The answer is that Florida parents didn’t want it, because they didn’t see it as a parent empowerment bill. Instead, they thought that the bill, known as the “parent trigger,” would lead to the takeover of public schools by for-profit charter management companies and other corporate interests.
Not a single major Florida parent organization supported the bill, including the PTA, which is what Detert was referring to during debate on the hotly contested legislation before the 20 to 20 vote effectively killed it. Detert has supported many Republican school reforms opposed by Democrats in Florida, but this act went too far for her.
“The charter people will walk right in and take over our buildings … and I don’t know how you’re going to explain that to our taxpayers,” she said, according to the Orlando Sentinel.
Who has been behind the legislation? Former Florida governor Jeb Bush, for one. His education foundation lobbied strongly for it and even flew in advocates from outside Florida to testify on its behalf when there were wasn’t a groundswell inside the Sunshine State.
Along with the Florida PTA opposing the legislation in Florida were members in other groups including the League of Women Voters, Parents Across America, Save Duval Schools, 50thNoMore and Testing is Not Teaching.
Parent trigger legislation is intended to give parents with children at low-performing schools (based on standardized test scores) the legal right to petition the state or district for a change in school structure, with the parents getting to pick from a list of options. Those options include turning the school over to a private management company.
Proponents say it simply gives parents more options and power in their children’s education. Opponents say that it will lead to more privately run schools and contentious battles in school communities.
In the Florida capital today, as the legislature was debating and voting the bill, proponents, who had been dropped off in vans, wore yellow T-shirts with “Parent Power” emblazoned on them, and they handed out fliers calling Florida parent groups “union affiliates” and defenders of the status quo. Those are insults often hurled at those who oppose the “school choice” movement and standardized test-based accountability.

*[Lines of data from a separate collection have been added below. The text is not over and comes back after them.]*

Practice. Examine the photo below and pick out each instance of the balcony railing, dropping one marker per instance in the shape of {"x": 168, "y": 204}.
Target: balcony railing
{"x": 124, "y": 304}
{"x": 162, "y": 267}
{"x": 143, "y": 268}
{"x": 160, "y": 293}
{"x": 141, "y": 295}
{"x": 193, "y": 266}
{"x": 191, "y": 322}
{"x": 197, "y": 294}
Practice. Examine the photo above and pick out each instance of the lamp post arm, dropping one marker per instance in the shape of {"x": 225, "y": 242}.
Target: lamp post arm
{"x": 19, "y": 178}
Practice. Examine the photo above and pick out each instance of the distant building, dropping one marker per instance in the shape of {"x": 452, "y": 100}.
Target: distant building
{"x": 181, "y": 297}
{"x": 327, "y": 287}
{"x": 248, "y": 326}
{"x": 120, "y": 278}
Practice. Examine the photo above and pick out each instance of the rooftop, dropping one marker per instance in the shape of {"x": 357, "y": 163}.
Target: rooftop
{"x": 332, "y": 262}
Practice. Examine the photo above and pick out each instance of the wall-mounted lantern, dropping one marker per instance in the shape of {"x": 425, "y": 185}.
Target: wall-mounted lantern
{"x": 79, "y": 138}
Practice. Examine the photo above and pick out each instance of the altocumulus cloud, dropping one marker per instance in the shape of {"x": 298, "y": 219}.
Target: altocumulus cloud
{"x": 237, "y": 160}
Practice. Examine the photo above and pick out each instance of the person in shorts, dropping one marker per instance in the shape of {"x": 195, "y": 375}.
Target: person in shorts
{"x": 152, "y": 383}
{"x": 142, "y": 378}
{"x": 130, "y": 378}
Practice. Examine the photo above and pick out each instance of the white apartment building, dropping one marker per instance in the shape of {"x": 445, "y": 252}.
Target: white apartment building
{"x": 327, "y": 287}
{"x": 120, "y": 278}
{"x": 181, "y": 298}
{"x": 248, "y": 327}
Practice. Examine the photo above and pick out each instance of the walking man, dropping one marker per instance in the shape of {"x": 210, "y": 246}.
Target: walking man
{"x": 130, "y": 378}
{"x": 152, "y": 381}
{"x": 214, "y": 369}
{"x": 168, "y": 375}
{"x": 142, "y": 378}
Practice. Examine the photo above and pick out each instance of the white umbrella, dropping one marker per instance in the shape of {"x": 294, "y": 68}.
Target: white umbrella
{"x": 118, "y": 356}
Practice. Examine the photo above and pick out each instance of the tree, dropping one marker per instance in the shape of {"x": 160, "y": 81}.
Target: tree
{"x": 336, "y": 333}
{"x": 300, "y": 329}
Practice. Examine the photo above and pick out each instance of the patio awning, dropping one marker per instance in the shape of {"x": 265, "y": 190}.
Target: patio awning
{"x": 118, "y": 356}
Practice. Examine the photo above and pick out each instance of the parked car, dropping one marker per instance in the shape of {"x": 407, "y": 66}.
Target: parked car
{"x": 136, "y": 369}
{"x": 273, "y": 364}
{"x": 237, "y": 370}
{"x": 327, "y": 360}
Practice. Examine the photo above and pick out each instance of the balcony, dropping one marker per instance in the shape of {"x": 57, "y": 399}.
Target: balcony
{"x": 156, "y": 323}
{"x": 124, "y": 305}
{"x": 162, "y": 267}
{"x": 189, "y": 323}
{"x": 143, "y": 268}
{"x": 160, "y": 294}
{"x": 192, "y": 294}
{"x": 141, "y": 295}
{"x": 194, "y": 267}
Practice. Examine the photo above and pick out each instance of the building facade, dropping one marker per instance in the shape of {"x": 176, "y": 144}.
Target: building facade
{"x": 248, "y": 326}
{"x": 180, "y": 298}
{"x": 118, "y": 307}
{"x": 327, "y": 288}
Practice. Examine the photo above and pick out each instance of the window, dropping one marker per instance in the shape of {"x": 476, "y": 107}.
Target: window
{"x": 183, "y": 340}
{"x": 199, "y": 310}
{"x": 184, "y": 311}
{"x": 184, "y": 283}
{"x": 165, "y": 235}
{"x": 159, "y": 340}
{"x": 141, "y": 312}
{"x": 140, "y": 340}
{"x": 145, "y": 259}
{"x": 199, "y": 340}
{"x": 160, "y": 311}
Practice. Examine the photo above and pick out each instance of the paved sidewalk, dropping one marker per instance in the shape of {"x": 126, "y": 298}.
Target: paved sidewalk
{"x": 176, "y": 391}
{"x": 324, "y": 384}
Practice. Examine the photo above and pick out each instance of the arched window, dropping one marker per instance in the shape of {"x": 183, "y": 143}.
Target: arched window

Florida is just one of about 20 states that are considering similar “parent trigger” laws; a few have already passed them. When this was first tried in Compton, Calif., the effort was organized not by local parents but by a pro-charter school organization called Parent Revolution, a Los Angeles organization funded in part by the Walton Family Foundation, and it bitterly divided the community.
Parent Revolution helped Bush’s Foundation for Florida’s Future push the bill through the Florida Legislature.
In this Associated Press story on the Miami Herald Web site, Linda Serrato, a spokeswoman for Parent Revolution, said that the legislation would help parents, not hurt school communities. She said her organization is not all about pushing charter schools, and if that really was its aim, it would be easier in Florida to simply open charters through the state’s charter laws.
But legislators disagreed. “It has everything to do with laying the groundwork for the hostile, corporate takeover of public schools,” Senate Democratic Leader Nan Rich of Weston was quoted as saying in the AP story. “Parents will divide against parents and even children will divide against children.”